祭りは滝祓い、高嶺祭り、辻固めなど花宿の清めから始まり、神迎え、湯立て、宮人の舞、花の舞、鬼の舞、湯ばやし、神返しまで休むことなく一昼夜かけて行われるが、町内各地区によって神事や舞の種類や順に異同がある。
滝祓いで「御滝の水」を迎え、高嶺祭りで上空から来る諸霊を祀る。天狗祭りともいう。

神を迎え、悪霊を払い除け、無病息災、五穀豊穣、村中安全を願うこの祭りは、国の重要無形民俗文化財に指定され、毎年11月から3月上旬にかけて、町内11の地区で盛大に開催されている。その花祭は「振草系」「大入系」「大河内系」の3系統に分かれている。
この場面は神入り(宮渡り)という神事で、氏神御神体の分神を迎えるところである。花祭の神(きるめ・みるめ)と氏神との関係は元はなかったがいつの日か関係付けられたと考えられている。つまり氏神の祭祀は宮司が行うが、花祭は花太夫が行い、神入りという神事を行わない地区もある。
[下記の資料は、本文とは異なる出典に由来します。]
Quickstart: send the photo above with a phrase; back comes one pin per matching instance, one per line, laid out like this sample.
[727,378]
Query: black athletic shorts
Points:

原則は男の祭りで女性は見るだけだったが、近年の少子化・過疎化によりほとんどの地区で女性も参加しているそうだ。

主な神事は、祭場を清めて神々を迎える神勧請、祓い清めた釜でお滝の水を沸かして聖なる湯を献じる湯立て、諸々の願いを奉じる立願の舞、舞の後で神々を天空に返す神返しからなる。この湯立ての神事は、花祭の中でも最も重要なものとされている。

主な舞は、はばちの舞、御神楽、市の舞、地固めの舞、花の舞、山見鬼、三つ舞、おつるひゃら、巫女、ひのねぎ、四つ舞、翁、湯ばやしの舞、茂吉鬼、獅子と多い。
この花の舞は、稚児舞とも呼ばれ、6〜12歳の少年が花笠をかぶって3〜4人で舞うものである。

神の出現を意味するものは、山見鬼、榊鬼が中心である。この榊鬼は、花祭の目的である「生まれ清まり」を実現するための呪法である「へんべ」を踏む唯一の鬼で、祭りのシンボルでもある。

おつるひゃらは、地区によりおちりはりあるいは天の岩戸開きなどと呼ばれ、ひのねぎと巫女の供としておかめとひょっとこが登場し、すりこぎやしゃもじを手に性的な仕草で面白おかしく舞う。